In fact they actually get permission to collect it, even though in this case they don't it would seem.


"Interesting" position for you take, given all of your past whining about how Android is insecure because there's no draconian app store approval process restricting what software can be installed on it.

From a comment you posted back in March:

And if you were all grow'd up with teenage kids of your own and you were the one paying the bills for the masses of excess data that those lovely malware apps could wrack up you might just change your tune. ( http://www.osnews.com/thread?464688 )


So let's re-cap. A mobile device that puts you at risk of extra data charges due to your children/s use? UNACCEPTABLE!!! But a device that tracks & records all of their movements by GPS and potentially makes that information available to third parties? Meh, that's okay, as long it's mentioned somewhere in the 8,000 words of legalese that you "I Agree'd" to without reading.

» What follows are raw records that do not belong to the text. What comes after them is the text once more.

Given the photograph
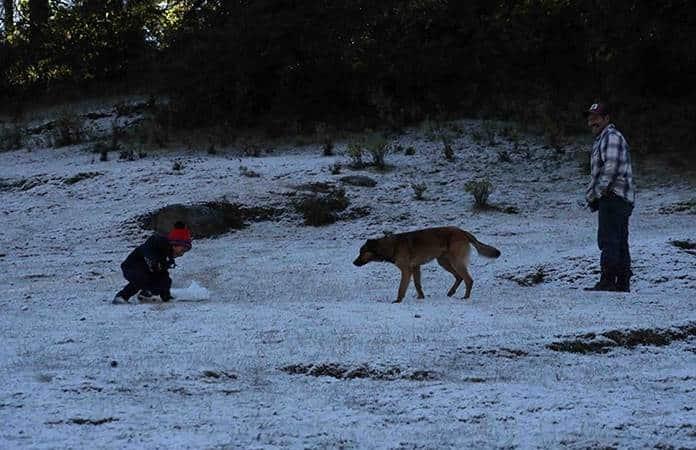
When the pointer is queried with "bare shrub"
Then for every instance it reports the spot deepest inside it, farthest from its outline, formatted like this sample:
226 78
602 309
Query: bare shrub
378 147
481 189
504 156
319 210
418 190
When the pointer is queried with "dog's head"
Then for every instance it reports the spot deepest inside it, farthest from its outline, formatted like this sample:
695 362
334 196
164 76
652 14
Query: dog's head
368 252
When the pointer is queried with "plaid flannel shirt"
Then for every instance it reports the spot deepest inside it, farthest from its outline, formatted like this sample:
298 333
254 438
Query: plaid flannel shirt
611 166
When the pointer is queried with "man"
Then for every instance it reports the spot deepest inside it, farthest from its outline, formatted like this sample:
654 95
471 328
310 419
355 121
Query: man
147 267
611 192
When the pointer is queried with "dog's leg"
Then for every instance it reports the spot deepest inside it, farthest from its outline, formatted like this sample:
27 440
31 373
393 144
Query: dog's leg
416 282
444 262
405 278
460 267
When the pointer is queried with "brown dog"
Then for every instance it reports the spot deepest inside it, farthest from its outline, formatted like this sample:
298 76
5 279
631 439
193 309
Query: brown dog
408 251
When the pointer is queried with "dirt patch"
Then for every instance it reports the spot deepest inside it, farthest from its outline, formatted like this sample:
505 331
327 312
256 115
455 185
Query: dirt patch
321 208
342 372
537 276
687 246
81 421
206 219
218 375
359 180
81 176
604 342
510 353
23 184
688 207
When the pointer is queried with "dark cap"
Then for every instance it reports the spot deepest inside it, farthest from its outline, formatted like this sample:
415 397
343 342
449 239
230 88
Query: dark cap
597 108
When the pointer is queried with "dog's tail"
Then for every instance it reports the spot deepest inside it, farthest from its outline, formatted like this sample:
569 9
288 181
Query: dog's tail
482 249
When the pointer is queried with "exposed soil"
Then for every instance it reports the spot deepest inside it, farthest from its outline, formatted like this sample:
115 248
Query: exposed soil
342 372
604 342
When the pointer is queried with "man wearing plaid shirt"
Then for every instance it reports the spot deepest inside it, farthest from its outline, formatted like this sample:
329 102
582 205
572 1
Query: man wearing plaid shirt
611 193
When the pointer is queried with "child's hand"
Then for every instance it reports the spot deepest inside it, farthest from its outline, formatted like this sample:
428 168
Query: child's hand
153 265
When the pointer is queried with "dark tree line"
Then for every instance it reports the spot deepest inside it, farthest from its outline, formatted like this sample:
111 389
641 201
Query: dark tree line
389 61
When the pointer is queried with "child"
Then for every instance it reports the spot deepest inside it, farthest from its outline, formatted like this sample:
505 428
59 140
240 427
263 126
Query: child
147 267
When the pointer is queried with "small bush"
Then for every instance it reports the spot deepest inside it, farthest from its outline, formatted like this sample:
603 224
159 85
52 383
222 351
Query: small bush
481 190
11 138
152 133
319 210
103 149
378 147
251 149
69 129
246 172
354 152
488 130
447 149
335 168
553 134
327 147
418 190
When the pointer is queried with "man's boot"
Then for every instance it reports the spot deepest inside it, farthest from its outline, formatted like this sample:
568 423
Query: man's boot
623 282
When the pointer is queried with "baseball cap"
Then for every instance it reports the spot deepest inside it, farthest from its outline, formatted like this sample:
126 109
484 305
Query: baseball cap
597 108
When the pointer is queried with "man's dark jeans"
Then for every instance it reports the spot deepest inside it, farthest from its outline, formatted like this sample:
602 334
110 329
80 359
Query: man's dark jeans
140 278
612 237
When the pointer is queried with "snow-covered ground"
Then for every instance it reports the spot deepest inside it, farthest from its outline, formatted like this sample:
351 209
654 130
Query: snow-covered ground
79 372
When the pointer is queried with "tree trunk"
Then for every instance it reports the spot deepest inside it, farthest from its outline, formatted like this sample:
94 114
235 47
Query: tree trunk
38 19
8 22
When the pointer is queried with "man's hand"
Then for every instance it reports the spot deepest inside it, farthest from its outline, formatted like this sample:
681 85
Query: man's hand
593 205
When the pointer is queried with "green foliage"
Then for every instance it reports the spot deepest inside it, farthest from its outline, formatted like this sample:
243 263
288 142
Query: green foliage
68 129
481 189
360 62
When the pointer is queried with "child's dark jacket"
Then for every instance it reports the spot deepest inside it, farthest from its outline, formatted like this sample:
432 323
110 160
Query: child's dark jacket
154 256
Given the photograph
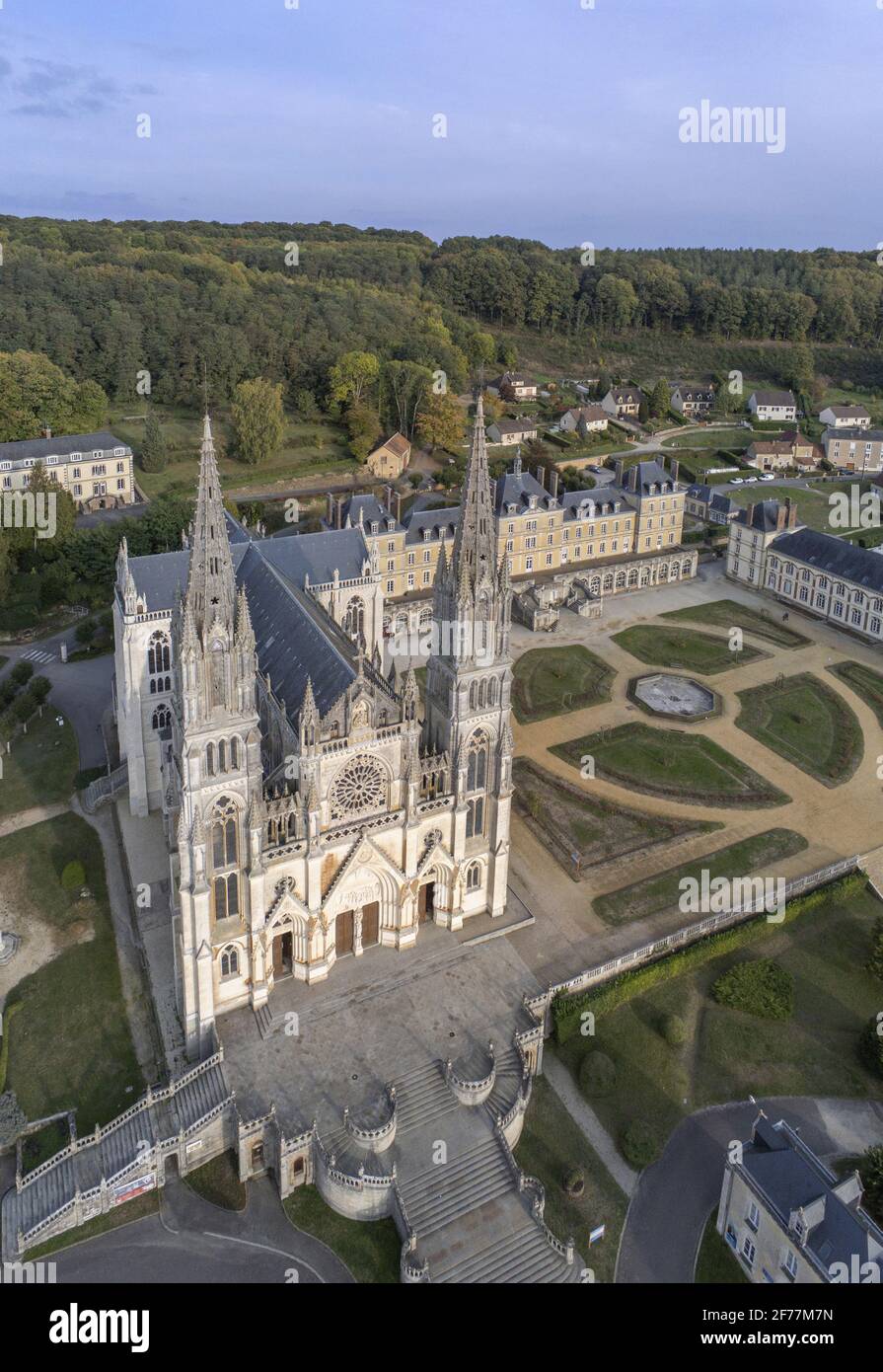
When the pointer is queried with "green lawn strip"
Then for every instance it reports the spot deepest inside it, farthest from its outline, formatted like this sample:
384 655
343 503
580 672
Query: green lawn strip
865 682
662 892
552 681
716 1262
805 722
572 820
370 1249
685 649
552 1144
728 614
218 1182
41 764
728 1052
70 1044
671 763
137 1209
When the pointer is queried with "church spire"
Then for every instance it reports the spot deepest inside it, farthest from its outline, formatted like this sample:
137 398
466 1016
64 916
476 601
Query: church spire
210 587
475 545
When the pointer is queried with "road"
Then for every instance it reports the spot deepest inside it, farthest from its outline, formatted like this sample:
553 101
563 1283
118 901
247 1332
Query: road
675 1196
192 1241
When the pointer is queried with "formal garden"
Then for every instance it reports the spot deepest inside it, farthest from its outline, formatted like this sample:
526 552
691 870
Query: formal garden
671 763
805 722
685 649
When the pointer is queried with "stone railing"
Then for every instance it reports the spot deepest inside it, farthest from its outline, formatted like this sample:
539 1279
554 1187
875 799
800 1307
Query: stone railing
472 1093
541 1005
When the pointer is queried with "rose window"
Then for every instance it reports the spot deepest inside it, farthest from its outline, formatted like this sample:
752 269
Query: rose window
361 787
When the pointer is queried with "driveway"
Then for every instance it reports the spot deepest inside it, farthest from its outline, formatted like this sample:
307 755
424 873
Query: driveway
674 1198
192 1241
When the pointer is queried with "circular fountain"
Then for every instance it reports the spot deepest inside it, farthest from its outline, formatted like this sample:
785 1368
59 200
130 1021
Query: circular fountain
675 697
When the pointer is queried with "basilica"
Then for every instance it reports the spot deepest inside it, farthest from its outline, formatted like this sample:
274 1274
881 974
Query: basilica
314 807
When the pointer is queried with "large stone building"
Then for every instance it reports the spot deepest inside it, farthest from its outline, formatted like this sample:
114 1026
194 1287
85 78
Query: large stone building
94 468
309 811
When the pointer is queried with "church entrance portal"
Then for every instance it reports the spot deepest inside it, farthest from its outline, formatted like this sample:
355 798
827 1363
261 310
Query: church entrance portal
282 962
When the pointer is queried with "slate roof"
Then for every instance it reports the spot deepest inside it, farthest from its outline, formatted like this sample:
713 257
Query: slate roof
62 446
833 555
792 1178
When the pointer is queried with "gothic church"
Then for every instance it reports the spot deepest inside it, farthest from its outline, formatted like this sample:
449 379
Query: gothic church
310 812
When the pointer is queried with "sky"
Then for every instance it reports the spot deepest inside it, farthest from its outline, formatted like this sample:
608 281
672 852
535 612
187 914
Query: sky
563 119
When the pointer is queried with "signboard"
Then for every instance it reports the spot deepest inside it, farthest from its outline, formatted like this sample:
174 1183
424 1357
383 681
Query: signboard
136 1187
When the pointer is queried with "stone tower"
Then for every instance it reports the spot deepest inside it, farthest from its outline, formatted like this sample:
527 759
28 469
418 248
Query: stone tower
469 675
217 744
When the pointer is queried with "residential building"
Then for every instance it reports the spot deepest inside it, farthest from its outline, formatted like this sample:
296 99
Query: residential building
845 416
512 431
788 1219
773 405
623 401
854 449
94 468
693 401
587 419
390 458
513 386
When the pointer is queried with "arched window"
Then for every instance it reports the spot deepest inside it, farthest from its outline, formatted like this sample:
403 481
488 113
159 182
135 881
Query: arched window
158 653
478 762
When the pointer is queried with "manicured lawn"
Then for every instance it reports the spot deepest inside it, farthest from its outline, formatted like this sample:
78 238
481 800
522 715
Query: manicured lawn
685 649
70 1044
552 681
805 722
661 892
552 1144
370 1249
41 766
572 820
218 1181
728 614
716 1262
671 763
865 682
730 1054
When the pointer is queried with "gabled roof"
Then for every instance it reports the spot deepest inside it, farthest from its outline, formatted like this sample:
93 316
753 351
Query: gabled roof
833 555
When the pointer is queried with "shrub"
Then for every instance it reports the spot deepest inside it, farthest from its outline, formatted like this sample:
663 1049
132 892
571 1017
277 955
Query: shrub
871 1045
674 1030
759 988
73 876
21 672
640 1144
875 960
597 1073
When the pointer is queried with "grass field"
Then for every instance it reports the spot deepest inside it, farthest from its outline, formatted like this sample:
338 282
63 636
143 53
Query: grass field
671 763
728 1054
307 449
661 892
70 1044
805 722
370 1249
41 766
728 614
552 681
575 822
716 1262
865 682
685 649
550 1146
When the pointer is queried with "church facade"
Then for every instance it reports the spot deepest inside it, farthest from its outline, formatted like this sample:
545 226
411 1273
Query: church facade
313 809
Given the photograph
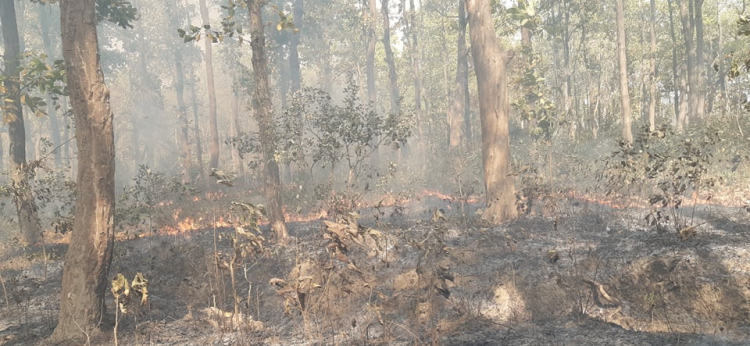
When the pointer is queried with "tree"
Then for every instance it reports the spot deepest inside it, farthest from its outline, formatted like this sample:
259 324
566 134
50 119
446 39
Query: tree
372 90
458 106
686 9
213 121
652 69
622 61
266 125
28 219
45 25
490 63
89 256
392 72
294 65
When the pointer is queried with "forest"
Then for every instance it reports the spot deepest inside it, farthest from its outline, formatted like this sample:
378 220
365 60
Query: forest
375 172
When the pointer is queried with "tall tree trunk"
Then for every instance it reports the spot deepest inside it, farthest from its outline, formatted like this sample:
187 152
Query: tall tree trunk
700 69
687 32
197 131
298 12
490 64
54 123
84 280
213 119
678 118
67 125
237 132
182 120
458 105
135 133
392 72
567 92
652 70
622 60
263 113
28 219
372 91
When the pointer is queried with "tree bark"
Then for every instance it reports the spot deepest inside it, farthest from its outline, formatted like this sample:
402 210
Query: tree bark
392 72
197 131
622 60
213 119
417 74
263 113
652 70
687 32
54 123
84 280
237 132
700 70
458 106
372 91
28 219
678 118
298 12
182 120
490 64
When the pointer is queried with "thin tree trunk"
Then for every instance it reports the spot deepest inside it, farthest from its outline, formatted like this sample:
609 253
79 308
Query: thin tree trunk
135 134
298 12
392 72
372 91
675 76
622 61
183 123
237 132
687 32
652 70
84 281
700 69
28 219
263 113
197 131
458 105
213 118
54 122
490 64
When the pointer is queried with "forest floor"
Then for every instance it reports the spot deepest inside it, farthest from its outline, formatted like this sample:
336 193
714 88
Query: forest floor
583 274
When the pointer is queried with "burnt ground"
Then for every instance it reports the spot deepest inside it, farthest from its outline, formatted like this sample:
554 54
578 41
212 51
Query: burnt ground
585 274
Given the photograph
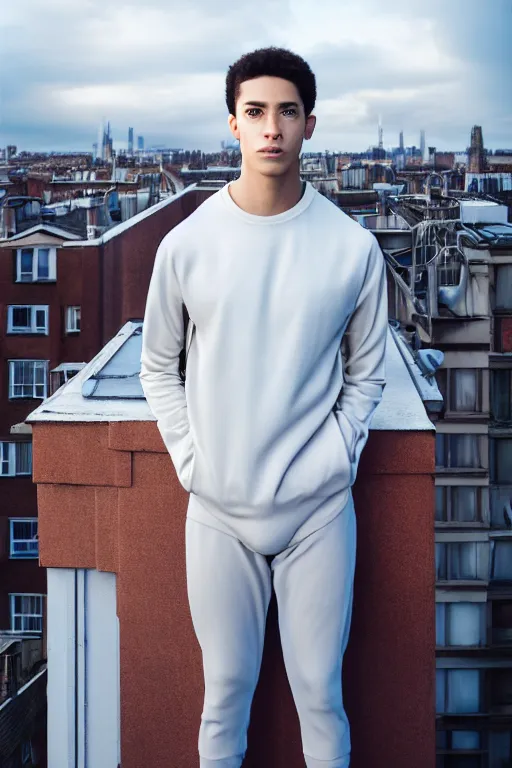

Damn! Where do I nominate you for Parent Of The Year?

Just more headline grabbing...


Yet we all know you'd be practically soiling yourself in delight if this story were about Android, you've already done so in the past (over significantly less-serious issues):

Just goes to show...
...how dangerous it is to allow unchecked applications onto a device that has constant and unrestricted access to global data networks. ( http://www.osnews.com/thread?468601 )


Could your fanboyism be *any* more transparent?